GOP Candidates Ready to Dismantle Federal Judiciary

The GOP primary contenders appear ready to tear the federal judiciary apart:

- Perry wants to have term limits on the USSC justices.
- Bachman and Paul want to forbid to the USSC from considering cases involving same sex marriage (although for different reasons, of course).
- Gingrich and Santorum want to abolish the 9th Circuit Court of Appeals.

An article by Adam Liptak and Michael Shear in this morning's NY Times - Republicans Turn Judicial Power Into A Campaign Issue - details the GOP's opposition to some or all of the federal judiciary.
Criticism of “activist judges” and of particular Supreme Court decisions has long been a staple of political campaigns. But the new attacks, coming from most of the Republican candidates, are raising broader questions about how the legal system might be reshaped if one of them is elected to the White House next year.

The complaints are in line with the candidates’ general opposition to federal authority. Like the elected branches of the federal government, they say, the federal judiciary has become too powerful and intrusive.

Liptak and Shear take pains to outline why many of these anti-judiciary positions are completely out of the question. Perry's suggestion about term limits would, of course, require amending the Constitution since Article III, Section 1 confers lifetime tenure on the federal judiciary. Perry's proposal that Congress would have the right to overturn a USSC decision by a 2/3 majority would mean the abrogation of Marbury v. Madison - something Gingrich thinks would be a good thing.

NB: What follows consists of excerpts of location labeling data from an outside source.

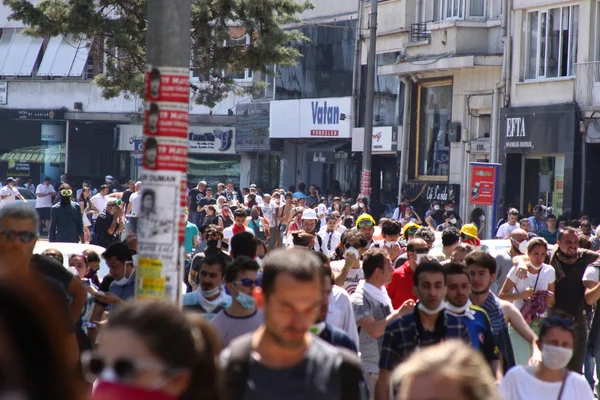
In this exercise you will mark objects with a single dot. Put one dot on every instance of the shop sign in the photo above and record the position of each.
(252, 127)
(3, 93)
(484, 183)
(211, 140)
(311, 118)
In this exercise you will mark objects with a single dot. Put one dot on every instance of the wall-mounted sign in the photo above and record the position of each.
(311, 118)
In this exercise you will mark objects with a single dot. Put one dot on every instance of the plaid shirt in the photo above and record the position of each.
(401, 338)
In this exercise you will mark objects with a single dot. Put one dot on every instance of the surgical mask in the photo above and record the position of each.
(211, 293)
(352, 250)
(245, 300)
(555, 357)
(420, 258)
(429, 311)
(124, 280)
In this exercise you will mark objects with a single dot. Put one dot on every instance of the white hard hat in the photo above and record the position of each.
(309, 214)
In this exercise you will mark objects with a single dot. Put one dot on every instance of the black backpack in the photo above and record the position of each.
(238, 369)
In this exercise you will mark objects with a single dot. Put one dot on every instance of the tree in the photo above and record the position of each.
(117, 32)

Still, there may be a way for Congress to limit the power of the federal judiciary. Article III, Section 2 of the Constitution provides that the USSC, “shall have appellate jurisdiction, both as to law and fact, with such exceptions, and under such regulations as the Congress shall make.” These and other Constitutional waters remain untested.

Friday, October 21, 2011

ABA Begins Action to Curb Law School Reporting Abuses

In the wake of the scandals at Illinois and Villanova, reported here, an article in the online ABA Journal reports that the ABA Legal Education Section has decided to consider rules designed to penalize misrepresentation of admissions data by accredited law schools.

The Section recently announced a change in the questionnaire designed to elicit more accurate information regarding placement and employment data. For a sample of commentary about the misrepresentation of placement and employment data read the post here in Balkinization.